Ce bond spectaculaire s'explique notamment par le taux élevé d'investissements étrangers directs (IDE) reçus par le pays durant l'année, qui lui vaut un score presque parfait de 9.7 pour l'attractivité liée aux IDE. En seulement un an, Le Caire grimpe de la 8e à la 1ère place du classement.

Elle est suivie par Kigali, capitale du Rwanda, avec un score de 6.64, puis par Nairobi, capitale du Kenya, qui obtient un score de 6.28.

Vient ensuite Le Cap, en Afrique du Sud, qui avait été la première ville la plus attractive l'année dernière mais rétrograde en 2025 à la 4e place, avec un score de 6.13. Enfin, Casablanca, la grande métropole du Maroc, ferme le top 5 avec un score de 6.10.

Le Maroc, pays le plus représenté du classement

D'autres métropoles figurent également parmi les 30 villes les plus attractives d'Afrique. Rabat, au Maroc, se classe 6e, portée par une note élevée de qualité de vie de 8/10.

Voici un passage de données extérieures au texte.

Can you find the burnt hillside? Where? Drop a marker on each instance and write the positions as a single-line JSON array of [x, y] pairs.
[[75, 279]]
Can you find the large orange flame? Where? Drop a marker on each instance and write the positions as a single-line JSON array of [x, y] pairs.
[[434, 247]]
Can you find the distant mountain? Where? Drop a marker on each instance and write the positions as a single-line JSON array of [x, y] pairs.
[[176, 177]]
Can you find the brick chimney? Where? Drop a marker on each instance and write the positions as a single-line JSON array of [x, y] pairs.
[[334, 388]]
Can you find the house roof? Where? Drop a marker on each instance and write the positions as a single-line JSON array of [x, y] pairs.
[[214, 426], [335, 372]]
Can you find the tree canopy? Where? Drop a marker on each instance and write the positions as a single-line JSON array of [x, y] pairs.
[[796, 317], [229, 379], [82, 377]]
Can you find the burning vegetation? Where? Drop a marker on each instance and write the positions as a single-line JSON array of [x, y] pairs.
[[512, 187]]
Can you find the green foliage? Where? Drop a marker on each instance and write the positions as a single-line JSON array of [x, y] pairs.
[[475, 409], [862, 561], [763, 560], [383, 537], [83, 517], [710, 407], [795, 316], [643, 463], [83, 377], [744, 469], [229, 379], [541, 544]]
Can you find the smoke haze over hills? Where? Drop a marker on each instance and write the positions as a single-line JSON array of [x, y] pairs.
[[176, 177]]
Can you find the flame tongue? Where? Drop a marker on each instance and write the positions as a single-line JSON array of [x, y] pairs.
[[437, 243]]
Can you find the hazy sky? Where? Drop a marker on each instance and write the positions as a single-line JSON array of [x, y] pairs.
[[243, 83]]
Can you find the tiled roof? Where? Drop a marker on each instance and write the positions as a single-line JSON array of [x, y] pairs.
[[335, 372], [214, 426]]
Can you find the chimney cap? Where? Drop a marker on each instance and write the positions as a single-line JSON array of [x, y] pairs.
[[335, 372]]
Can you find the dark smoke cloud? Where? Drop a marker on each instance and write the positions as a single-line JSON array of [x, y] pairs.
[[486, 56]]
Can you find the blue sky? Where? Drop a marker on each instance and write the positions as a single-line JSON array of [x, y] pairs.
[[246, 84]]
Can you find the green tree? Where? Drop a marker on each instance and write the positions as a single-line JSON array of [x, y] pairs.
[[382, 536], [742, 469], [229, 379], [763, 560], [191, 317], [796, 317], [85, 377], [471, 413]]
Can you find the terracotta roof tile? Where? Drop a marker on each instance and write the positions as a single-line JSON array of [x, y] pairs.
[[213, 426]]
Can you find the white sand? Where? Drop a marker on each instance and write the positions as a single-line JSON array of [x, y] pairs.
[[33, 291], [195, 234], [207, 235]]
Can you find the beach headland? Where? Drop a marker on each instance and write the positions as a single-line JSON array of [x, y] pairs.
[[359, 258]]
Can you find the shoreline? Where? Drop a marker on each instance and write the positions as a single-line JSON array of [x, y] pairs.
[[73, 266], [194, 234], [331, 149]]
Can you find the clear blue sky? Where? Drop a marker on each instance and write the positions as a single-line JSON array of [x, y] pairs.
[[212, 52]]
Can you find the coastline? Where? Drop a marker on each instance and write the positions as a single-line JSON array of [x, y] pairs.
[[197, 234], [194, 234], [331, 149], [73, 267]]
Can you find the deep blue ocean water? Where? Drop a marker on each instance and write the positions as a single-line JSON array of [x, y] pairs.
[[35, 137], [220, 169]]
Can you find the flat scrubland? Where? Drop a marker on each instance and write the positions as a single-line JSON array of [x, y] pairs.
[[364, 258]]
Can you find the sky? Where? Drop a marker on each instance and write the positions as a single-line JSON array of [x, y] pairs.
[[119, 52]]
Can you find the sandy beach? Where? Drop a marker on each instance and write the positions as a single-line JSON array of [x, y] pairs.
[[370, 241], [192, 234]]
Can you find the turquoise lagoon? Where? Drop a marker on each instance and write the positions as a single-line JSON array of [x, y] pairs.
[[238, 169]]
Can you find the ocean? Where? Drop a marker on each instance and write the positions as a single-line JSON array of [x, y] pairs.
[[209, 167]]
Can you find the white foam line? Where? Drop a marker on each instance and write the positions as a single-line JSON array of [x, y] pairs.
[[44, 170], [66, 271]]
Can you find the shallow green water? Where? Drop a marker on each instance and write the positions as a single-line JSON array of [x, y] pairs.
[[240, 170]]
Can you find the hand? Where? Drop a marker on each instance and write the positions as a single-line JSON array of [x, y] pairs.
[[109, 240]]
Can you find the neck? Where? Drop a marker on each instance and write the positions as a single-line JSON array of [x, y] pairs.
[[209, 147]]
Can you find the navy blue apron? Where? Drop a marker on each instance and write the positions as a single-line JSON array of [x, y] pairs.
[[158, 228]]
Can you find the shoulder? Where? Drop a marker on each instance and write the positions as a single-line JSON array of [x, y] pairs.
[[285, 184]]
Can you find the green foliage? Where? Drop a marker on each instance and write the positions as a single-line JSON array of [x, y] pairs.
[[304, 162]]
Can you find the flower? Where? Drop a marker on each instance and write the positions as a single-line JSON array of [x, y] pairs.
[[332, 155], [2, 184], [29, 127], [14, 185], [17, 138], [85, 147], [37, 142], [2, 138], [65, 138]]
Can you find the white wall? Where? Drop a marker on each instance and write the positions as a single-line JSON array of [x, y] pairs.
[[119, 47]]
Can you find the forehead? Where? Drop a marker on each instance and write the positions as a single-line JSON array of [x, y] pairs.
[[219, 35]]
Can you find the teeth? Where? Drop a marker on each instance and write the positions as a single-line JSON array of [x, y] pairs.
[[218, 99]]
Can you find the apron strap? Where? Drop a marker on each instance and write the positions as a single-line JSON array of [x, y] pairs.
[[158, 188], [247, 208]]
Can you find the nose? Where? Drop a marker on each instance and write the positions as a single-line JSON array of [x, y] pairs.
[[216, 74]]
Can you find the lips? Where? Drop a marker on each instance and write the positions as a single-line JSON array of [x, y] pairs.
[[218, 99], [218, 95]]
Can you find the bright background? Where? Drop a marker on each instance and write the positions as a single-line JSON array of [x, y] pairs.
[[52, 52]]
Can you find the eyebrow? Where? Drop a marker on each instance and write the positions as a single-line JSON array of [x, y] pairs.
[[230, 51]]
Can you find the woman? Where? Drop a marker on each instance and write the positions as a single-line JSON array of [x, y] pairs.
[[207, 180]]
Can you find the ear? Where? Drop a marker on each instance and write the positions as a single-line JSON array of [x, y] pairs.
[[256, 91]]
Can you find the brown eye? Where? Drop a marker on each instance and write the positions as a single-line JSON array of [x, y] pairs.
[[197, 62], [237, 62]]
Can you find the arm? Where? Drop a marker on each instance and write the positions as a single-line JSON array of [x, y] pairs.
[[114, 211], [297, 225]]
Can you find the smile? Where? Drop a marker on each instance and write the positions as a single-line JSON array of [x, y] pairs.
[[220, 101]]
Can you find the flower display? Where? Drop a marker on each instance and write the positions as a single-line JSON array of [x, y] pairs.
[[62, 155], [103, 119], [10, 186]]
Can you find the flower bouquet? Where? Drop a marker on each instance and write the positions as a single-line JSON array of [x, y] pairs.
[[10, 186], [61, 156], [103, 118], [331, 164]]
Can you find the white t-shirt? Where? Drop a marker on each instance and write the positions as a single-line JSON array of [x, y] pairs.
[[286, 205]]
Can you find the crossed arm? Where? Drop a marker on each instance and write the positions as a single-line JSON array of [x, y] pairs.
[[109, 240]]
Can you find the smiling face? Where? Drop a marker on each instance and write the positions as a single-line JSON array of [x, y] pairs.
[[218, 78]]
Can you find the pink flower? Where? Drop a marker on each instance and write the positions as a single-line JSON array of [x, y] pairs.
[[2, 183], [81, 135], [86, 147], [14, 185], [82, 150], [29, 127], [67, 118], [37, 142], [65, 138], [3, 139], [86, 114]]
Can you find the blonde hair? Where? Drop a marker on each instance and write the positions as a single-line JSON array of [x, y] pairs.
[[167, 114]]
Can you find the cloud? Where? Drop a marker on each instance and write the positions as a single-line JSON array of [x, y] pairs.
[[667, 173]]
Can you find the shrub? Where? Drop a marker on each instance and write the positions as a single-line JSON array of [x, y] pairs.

Le Maroc est par ailleurs le pays le plus représenté dans le classement, avec quatre villes : Casablanca, Rabat, Marrakech et Tanger, chacune se distinguant par des atouts spécifiques, Casablanca pour son dynamisme économique, Marrakech pour le tourisme et l'accueil des investissements, Tanger pour ses infrastructures portuaires et logistiques, et Rabat pour sa qualité de vie.

Certaines villes africaines restent dans des positions relativement stables. C'est le cas d'Alger, la capitale de l'Algérie, qui passe de la 22e place en 2024 à la 21e en 2025, avec un score de 5.04.

D'autres villes ont connu des reculs marqués. Dakar, au Sénégal, chute de la 12ᵉ à la 23ᵉ place, tandis que Lomé, au Togo, descend de la 21e à la dernière place du classement. Ces reculs s'expliquent notamment par une baisse des investissements étrangers et plusieurs difficultés dans certains secteurs clés comme l'emploi et les infrastructures, qui pèsent sur l'attractivité globale de ces villes.